With gold continuing to hit record highs, investors are becoming increasingly aware of the benefits of having gold in their portfolios.  ETFs are one of the cheapest and most convenient ways for investors to access gold.  Two ETFs that provide indirect ownership of the commodity itself, SPDR Gold Shares (GLD) and iShares COMEX Gold Trust (IAU) are the largest ETFs of their kind and are essentially the same ETF; both take physical ownership of gold bullion and a share of each represents a defined percentage of that gold.

With all of the uncertainty in the markets, gold has again proven itself to be an investment alternative worth looking at.  Investors would be wise to consider the diversification benefits of including gold as part of their overall portfolio.  At The ETF Store, we’ve been consistent in our belief that there’s a place for gold in investment portfolios and believe ETFs are the best way to access gold exposure.

Actively Managed Mutual Funds Dying a Slow Death?
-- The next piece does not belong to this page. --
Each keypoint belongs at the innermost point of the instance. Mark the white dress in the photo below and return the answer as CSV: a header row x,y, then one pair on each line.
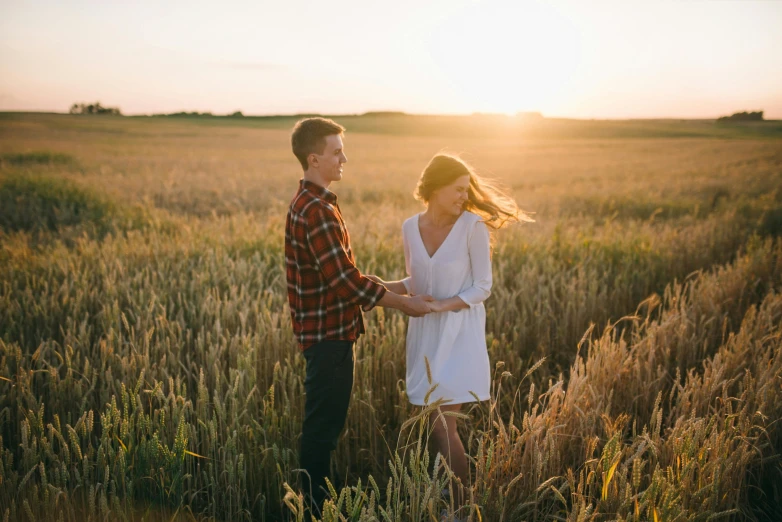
x,y
453,342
Is it simply a matter of time before ETFs eclipse actively managed mutual funds?  Businessweek’s recent article “Americans Lose Faith in Stock Pickers” points to the fierce competition actively managed equity mutual funds are facing from ETFs.  Data from the Investment Company Institute referenced in the article shows U.S. equity mutual funds have lost an estimated $8 billion to redemptions year-to-date through the end of June.  This puts domestic equity funds on track for their fifth straight year of withdrawals.  This is in stark contrast to the staggering ETF inflows we highlighted last week.  The below chart from Businessweek clearly shows the remarkable shift away from equity mutual funds and the flow of funds into ETFs: 

Geoff Bobroff, an investment management consultant quoted in the Businessweek article, sums up current investor sentiment regarding mutual funds by stating “actively managed domestic stock funds haven’t demonstrated that they can add value”.  With the underperformance of actively managed mutual funds and their exorbitant fees, investors are flocking to passively managed, inexpensive ETFs.
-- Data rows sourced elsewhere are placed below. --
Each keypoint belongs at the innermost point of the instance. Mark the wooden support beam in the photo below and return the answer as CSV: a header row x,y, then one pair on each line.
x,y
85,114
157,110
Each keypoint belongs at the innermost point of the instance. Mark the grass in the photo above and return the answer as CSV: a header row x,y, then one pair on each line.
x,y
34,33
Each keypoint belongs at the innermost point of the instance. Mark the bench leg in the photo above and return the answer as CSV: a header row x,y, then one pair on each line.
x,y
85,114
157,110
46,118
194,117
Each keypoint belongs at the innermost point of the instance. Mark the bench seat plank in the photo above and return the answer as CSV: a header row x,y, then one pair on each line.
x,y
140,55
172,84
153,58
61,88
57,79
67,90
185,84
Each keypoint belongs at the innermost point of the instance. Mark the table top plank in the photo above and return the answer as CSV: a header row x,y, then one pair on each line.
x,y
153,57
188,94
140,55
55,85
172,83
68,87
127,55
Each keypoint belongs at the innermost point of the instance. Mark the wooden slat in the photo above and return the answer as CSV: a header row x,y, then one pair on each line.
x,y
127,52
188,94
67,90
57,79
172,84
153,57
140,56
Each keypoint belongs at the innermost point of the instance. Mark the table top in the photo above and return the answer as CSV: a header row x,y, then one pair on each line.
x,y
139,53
The flow of money out of mutual funds and into ETFs isn’t just a fad.  BNY Mellon recently released a comprehensive report titled ETFs 2.0: The Next Wave of Growth and Opportunity in the U.S. ETF Market which predicts “continued exponential growth” stating that ETF assets will hit $2 trillion before the end of 2015.  Strategic Insight, who authored the report, estimates that 20% to 30% of the new flows into ETFs are from assets that would otherwise have been invested in actively managed mutual funds.  As with any industry or marketplace, it’s the consumer who filters through the noise and determines which products are the winners and which are the losers.  In this case, investors are starting to vote with their own money for ETFs over actively managed mutual funds.